當然,幽州人才濟濟,但心懷不軌的人也很多,如何將其納入麾下,成為自己爭霸天下的力量,會是件非常麻煩的事情。
同時袁熙還要想辦法解決并州的黑山軍,對方離幽州太近,實在是個巨大的威脅。
他自嘲地笑了笑,八字還沒一撇呢,自己想這么長遠作什么
熟睡的曹憲不自覺舔了舔嘴唇,似乎是感覺到了窗外傳來的寒意,又往袁熙懷里鉆了鉆。
袁熙又扭頭看了看另一側的吳昭,她應該是白天整理典籍,太過勞累的緣故,如今睡得很熟,氣息輕細悠長。
月光下面,她臉的斑痕在這一年里,已經變輕了許多,只留下淡淡的黑色,只怕再過一年半載,就會完全消去了。

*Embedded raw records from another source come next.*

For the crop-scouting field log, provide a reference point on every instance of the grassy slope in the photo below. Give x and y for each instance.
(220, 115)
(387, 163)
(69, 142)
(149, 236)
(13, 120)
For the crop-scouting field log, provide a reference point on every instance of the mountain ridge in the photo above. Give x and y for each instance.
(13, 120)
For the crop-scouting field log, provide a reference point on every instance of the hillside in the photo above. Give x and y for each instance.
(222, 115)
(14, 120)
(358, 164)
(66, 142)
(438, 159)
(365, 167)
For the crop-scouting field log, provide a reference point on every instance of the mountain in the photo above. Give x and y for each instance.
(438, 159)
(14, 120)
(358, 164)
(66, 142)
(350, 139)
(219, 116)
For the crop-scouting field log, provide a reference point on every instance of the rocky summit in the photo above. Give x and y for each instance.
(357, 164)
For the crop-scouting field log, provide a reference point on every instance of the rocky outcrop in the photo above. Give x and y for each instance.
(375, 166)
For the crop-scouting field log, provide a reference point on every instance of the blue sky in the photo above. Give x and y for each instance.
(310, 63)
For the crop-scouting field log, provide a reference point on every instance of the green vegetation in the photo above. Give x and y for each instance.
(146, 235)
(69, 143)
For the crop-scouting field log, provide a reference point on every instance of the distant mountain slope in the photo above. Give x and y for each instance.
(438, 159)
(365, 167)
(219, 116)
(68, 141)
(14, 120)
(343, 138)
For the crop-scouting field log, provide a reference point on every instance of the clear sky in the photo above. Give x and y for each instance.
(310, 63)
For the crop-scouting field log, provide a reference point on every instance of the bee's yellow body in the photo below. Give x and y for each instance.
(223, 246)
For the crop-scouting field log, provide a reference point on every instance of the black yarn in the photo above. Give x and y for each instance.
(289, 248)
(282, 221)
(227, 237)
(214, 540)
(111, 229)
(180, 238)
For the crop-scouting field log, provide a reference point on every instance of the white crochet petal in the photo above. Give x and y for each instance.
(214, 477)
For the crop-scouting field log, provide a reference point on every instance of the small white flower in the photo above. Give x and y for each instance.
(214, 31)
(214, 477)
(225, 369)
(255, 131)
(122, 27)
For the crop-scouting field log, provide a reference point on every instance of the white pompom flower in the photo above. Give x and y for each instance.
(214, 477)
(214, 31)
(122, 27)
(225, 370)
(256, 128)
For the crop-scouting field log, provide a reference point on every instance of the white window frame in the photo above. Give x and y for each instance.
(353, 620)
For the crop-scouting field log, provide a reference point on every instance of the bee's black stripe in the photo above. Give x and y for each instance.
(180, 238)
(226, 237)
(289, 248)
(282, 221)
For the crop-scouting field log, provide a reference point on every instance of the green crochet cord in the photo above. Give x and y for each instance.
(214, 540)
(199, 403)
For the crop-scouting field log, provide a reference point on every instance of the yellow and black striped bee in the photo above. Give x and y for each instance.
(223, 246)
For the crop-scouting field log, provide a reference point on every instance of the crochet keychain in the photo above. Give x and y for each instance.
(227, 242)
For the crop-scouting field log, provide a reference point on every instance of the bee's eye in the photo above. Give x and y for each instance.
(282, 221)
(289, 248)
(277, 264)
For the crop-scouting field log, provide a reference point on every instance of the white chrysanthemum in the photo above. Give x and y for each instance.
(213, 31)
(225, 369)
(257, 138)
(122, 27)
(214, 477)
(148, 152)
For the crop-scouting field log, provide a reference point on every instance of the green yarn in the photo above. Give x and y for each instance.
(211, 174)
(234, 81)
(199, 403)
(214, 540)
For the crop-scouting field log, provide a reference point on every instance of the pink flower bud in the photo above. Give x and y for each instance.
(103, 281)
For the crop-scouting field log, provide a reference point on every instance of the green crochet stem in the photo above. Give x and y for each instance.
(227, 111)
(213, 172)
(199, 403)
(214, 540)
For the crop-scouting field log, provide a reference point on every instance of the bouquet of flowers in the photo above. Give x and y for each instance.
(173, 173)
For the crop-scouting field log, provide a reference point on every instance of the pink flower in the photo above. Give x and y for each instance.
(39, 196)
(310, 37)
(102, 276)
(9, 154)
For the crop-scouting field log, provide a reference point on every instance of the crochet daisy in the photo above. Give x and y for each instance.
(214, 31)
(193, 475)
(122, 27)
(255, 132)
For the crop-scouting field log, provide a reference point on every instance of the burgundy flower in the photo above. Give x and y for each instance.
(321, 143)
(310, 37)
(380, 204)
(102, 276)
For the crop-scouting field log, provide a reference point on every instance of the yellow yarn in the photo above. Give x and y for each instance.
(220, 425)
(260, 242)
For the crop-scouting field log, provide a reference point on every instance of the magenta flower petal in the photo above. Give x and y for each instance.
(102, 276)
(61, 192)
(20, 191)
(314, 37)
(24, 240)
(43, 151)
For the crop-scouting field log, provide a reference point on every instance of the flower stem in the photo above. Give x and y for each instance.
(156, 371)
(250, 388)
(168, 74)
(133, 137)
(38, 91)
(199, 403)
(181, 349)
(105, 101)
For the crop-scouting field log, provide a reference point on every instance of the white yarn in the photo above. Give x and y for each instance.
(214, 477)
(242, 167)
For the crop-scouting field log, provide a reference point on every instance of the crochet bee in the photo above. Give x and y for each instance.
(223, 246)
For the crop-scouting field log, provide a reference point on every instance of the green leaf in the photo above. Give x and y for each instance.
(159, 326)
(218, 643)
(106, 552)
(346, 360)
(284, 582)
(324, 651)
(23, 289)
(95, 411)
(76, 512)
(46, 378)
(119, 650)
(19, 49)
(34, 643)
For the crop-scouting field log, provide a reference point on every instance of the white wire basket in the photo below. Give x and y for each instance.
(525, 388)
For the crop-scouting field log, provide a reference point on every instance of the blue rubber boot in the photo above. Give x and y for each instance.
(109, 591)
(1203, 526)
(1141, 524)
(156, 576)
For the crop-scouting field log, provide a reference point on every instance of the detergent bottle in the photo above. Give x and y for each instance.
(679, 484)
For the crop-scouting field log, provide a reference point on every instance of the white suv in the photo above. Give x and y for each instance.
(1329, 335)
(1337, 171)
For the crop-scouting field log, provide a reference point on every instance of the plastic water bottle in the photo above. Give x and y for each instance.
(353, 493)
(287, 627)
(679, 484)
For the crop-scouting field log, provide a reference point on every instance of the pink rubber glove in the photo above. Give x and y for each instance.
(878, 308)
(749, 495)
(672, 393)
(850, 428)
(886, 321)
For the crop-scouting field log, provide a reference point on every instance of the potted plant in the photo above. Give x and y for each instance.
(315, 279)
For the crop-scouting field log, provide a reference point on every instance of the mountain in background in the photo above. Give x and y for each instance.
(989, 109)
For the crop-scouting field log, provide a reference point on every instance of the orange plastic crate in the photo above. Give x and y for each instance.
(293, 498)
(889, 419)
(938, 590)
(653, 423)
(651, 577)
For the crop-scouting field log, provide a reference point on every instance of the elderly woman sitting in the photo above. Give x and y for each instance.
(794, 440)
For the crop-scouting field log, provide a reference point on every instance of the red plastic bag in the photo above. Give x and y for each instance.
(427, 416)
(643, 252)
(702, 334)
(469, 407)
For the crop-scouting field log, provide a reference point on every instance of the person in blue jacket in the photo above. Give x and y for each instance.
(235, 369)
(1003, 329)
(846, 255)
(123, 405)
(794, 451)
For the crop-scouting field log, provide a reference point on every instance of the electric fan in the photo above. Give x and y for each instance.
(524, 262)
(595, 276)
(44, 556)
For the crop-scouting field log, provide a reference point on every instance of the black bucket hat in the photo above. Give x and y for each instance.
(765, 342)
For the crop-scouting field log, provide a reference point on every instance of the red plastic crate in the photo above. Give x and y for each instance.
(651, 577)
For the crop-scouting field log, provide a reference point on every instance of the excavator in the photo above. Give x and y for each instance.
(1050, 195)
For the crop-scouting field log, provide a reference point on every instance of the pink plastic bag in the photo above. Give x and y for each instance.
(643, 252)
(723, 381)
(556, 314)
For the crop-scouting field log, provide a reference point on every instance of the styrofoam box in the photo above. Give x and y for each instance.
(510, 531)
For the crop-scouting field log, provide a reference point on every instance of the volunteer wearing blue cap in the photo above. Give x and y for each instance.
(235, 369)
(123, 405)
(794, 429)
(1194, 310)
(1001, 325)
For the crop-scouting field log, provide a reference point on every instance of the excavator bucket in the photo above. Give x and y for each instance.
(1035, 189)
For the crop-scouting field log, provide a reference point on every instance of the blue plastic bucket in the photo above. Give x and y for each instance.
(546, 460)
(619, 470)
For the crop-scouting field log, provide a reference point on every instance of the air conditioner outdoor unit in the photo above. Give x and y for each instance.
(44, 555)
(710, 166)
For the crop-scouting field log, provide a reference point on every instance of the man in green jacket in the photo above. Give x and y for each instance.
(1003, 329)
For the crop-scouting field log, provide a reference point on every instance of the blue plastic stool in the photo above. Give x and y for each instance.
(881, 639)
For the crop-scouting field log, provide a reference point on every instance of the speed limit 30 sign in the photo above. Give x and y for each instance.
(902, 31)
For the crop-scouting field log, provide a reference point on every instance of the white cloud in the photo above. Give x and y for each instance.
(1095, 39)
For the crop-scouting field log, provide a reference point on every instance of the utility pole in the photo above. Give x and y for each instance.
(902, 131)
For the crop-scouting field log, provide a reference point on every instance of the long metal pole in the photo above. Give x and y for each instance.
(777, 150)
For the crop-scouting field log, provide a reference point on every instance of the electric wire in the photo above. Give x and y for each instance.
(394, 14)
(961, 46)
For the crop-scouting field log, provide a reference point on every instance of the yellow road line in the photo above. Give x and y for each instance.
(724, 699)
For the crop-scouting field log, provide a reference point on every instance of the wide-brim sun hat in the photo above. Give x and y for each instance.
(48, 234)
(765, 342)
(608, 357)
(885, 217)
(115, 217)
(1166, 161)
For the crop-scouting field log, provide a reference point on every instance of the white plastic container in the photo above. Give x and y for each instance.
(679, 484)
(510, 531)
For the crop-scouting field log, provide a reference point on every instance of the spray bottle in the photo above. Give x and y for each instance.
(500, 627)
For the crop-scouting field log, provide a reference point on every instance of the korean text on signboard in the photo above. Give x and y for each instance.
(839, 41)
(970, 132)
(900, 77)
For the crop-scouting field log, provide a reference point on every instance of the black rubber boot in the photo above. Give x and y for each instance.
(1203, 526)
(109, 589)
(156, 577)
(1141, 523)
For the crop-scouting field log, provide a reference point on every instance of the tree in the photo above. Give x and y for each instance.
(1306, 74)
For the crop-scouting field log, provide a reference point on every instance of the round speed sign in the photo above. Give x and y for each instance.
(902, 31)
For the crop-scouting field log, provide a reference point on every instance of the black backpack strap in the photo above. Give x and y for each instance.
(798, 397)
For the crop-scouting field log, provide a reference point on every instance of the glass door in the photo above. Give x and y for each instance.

袁熙心道自己要是死了,她們的命運還不知道會怎么樣,但想來不會比現在的處境要好。
包括和自己曾有過關系的女子們,甄宓,袁杏,環氏等人,命運將會滑向另外一條道路吧
他不由想起只有一面之緣的呂玲綺來。
當時情急之下制住對方,那手感真是好啊。
天亮了。
借著蒙蒙的天光,袁熙穿扎甲,和兩女道別,走出屋去。
外面麴義趙云太史慈等人已經裝束停當,和袁熙見了面,便各自出府領兵去了。
孫禮給袁熙將馬牽了過來,眾人都看向郭嘉的屋子。
過了一會,郭嘉穿著寬大的袍服,打著哈欠,抱著個酒壇走了出來。
在眾人鄙視的目光中,他只得將酒壇不情不愿地放下,嘟嘟囔囔鉆進了馬車。
田豫也被帶了出來,分到了一匹馬,轡頭卻另外栓著一根繩子,和孫禮的馬連在一起,這樣他想跑也跑不了。
眾人紛紛馬出府,袁熙回頭時,見整個府邸的人都涌到了門口為他送行。
袁熙在人群里看到了吳昭安慰著眼角含著淚花的曹憲,馬氏和抱著襁褓的鄭氏向孫禮說著什么,郭嘉兩個姬妾站在馬車窗前,偷偷將一個酒壺塞進車窗。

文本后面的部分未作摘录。